Crazy connection failure problem

I've seen this problem on two different links now, at different times.

ePMP1000 5.8, 2.3.4 firmware, WPA2, used as a PtP link, absolutely clear channel. (noise floor is -100dB +-50MHz from center)

Reboot or make radio changes to master end. Radio link occasionally fails to restore. Watching it, I see it try to reconnect every 90 seconds or so, each time telling me it fails due to 'invalid security key'. (which was not changed, and is not changed from then until the link finally DOES come back up)

Watching the monitor->wireless page I see it start to associate, and the stats show it at a -62dB (estimated) downlink RSSI, and -94dB to -97dB uplink, then drops the link.

Further radio changes or reboots usually restore normal behavior, but it usually takes 10 minutes or more, multiple reboots (both ends) etc.

My best guess based on what I'm seeing is that the transmit power on the slave/SM end is NOT sufficient at first for it to successfully register.
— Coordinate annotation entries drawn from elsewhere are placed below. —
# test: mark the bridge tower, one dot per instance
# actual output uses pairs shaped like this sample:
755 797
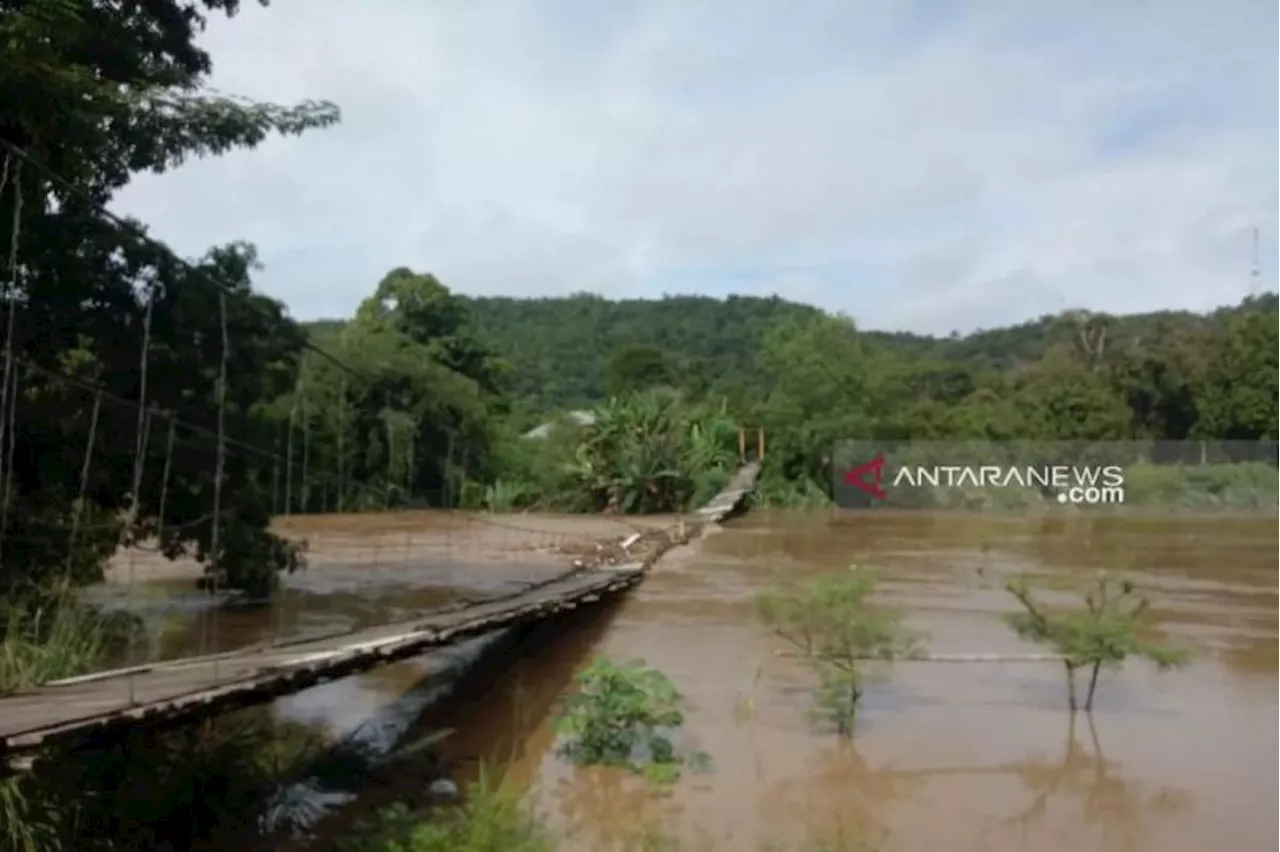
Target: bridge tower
749 449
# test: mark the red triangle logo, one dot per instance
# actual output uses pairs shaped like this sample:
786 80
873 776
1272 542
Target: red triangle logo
867 476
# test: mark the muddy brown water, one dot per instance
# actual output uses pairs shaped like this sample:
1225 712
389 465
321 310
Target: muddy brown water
947 756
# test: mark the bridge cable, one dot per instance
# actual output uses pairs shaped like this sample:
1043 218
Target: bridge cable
80 503
7 435
215 537
140 453
197 273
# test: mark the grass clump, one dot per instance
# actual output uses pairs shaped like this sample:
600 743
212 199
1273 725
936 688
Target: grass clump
832 624
1101 633
490 819
55 637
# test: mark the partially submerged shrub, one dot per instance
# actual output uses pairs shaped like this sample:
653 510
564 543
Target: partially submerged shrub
620 717
1102 633
831 623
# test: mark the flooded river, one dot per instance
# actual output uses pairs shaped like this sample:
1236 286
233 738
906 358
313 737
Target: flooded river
947 756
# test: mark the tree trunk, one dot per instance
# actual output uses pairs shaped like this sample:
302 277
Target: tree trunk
1093 685
1070 686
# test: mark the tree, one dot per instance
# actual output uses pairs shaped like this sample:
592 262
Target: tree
1240 392
635 367
94 94
1104 633
830 621
822 390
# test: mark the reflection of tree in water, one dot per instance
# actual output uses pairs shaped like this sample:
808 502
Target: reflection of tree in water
1118 807
839 791
608 806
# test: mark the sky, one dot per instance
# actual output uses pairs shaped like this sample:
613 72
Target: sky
923 165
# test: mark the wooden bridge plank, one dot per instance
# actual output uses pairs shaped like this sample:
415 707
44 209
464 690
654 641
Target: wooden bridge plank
179 688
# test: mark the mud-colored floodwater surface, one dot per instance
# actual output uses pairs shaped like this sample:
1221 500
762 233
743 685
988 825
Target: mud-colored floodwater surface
954 756
947 756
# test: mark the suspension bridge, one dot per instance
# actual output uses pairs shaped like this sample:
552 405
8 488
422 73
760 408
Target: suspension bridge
183 690
149 403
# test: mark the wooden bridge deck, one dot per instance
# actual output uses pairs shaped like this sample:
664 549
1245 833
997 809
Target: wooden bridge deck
170 692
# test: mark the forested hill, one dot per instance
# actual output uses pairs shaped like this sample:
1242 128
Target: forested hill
560 348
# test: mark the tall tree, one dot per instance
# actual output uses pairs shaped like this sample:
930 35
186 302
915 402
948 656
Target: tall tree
94 92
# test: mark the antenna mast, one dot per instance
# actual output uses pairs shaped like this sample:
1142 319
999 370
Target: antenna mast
1256 273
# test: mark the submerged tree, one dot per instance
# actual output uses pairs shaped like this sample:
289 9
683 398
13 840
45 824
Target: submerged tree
831 622
1102 633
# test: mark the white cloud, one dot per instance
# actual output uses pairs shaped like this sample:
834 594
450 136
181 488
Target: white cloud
927 165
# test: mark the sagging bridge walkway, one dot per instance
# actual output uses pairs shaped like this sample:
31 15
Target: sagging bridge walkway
172 692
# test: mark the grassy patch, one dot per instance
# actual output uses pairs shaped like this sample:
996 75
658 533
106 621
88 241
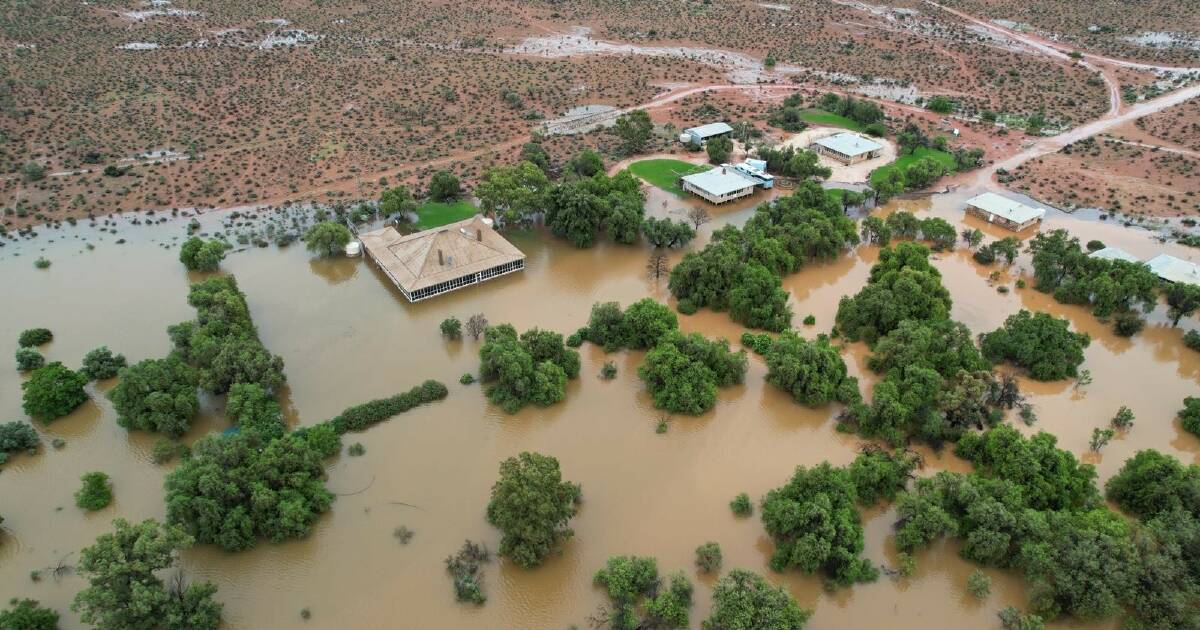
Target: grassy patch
820 117
665 173
435 214
903 162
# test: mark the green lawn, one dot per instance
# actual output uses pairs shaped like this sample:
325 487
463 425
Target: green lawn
665 173
435 214
820 117
946 159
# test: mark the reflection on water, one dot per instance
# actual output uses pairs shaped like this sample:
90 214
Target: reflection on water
348 336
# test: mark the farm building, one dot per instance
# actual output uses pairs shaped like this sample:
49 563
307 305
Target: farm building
702 133
1115 253
442 259
1003 211
1173 269
847 148
719 185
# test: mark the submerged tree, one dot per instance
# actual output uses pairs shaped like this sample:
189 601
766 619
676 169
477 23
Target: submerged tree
531 504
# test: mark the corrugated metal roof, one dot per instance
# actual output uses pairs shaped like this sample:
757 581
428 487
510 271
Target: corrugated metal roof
1173 269
1006 208
850 144
1115 253
708 131
719 181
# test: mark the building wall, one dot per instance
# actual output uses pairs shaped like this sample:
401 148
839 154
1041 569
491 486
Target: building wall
711 198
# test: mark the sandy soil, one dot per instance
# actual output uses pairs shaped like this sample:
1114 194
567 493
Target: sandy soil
857 173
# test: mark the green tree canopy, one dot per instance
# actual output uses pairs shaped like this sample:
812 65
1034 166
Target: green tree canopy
743 600
1038 342
53 391
124 591
813 372
156 395
531 504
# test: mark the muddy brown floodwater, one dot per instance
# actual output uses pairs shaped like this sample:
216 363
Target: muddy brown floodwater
347 336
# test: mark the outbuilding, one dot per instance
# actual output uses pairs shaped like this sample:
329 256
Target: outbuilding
703 133
847 148
442 259
719 185
1003 211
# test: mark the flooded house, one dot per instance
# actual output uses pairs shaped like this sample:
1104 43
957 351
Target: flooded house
442 259
847 148
1003 211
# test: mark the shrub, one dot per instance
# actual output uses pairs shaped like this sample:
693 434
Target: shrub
34 336
53 391
467 569
978 585
16 437
531 504
29 359
451 328
28 615
1191 414
156 395
361 417
743 600
198 255
101 364
742 505
708 557
96 492
234 490
1039 342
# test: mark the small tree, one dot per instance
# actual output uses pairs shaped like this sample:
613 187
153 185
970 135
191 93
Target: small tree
101 364
708 557
96 492
444 186
53 391
531 504
29 359
475 325
451 328
634 130
327 238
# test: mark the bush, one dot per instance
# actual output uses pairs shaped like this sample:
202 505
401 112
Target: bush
1191 414
16 437
361 417
156 395
34 336
467 568
451 328
684 371
101 364
708 557
978 585
742 505
1038 342
234 490
531 504
28 615
198 255
96 492
531 369
29 359
53 391
743 600
813 372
I don't know what changes it (or restores it) and I don't know why it shows up as an authentication error in the log. (well, the last I guess is because the authentication key gets garbled travelling over a too-weak uplink)

Both links where I've seen this happening are on DFS channels.

j


log snip from AP/BHM end - rebooted and failed link three times:

Dec 31 19:00:19 JSG2LVF kernel: VAP device ath0 created Feb 4 14:51:44 JSG2LVF crond[1449]: time disparity of 23717991 minutes detected Feb 4 14:54:20 JSG2LVF hostapd: ath0: STA 00:04:56:c9:a6:87 IEEE 802.11: associated Feb 4 14:54:28 JSG2LVF kernel: STA[00:04:56:c9:a6:87] aid=1 disassociated. Reason: INVALID SECURITY KEY Feb 4 14:54:28 JSG2LVF hostapd: ath0: STA 00:04:56:c9:a6:87 IEEE 802.11: deauthenticated due to local deauth request Feb 4 14:54:28 JSG2LVF hostapd: ath0: STA 00:04:56:c9:a6:87 IEEE 802.11: disassociated Feb 4 14:56:05 JSG2LVF hostapd: ath0: STA 00:04:56:c9:a6:87 IEEE 802.11: associated Feb 4 14:56:05 JSG2LVF kernel: tdd_ratectrl_stat_add: suspicious ARQ statistic, ARQ fn = 48604, RA last FN = 0 Feb 4 14:56:13 JSG2LVF kernel: STA[00:04:56:c9:a6:87] aid=1 disassociated. Reason: INVALID SECURITY KEY Feb 4 14:56:13 JSG2LVF hostapd: ath0: STA 00:04:56:c9:a6:87 IEEE 802.11: deauthenticated due to local deauth request Feb 4 14:56:13 JSG2LVF hostapd: ath0: STA 00:04:56:c9:a6:87 IEEE 802.11: disassociated Feb 4 14:57:50 JSG2LVF hostapd: ath0: STA 00:04:56:c9:a6:87 IEEE 802.11: associated Feb 4 14:57:58 JSG2LVF kernel: STA[00:04:56:c9:a6:87] aid=1 disassociated. Reason: INVALID SECURITY KEY Feb 4 14:57:58 JSG2LVF hostapd: ath0: STA 00:04:56:c9:a6:87 IEEE 802.11: deauthenticated due to local deauth request Feb 4 14:57:58 JSG2LVF hostapd: ath0: STA 00:04:56:c9:a6:87 IEEE 802.11: disassociated

This may seem like an odd question, but do you have layer-2 redundancy in the network and are you using STP?  I've seen a similar behavior and have traced it to a specific senario where there is a redundant path and the root bridge is upsream from the AP.

No and no.

j

Update - I switched one of the links to 5210 MHz and still have this problem.  The dowstream end of that link experienced a brownout 45 minutes ago, as of right now we've still not gotten the link back up.  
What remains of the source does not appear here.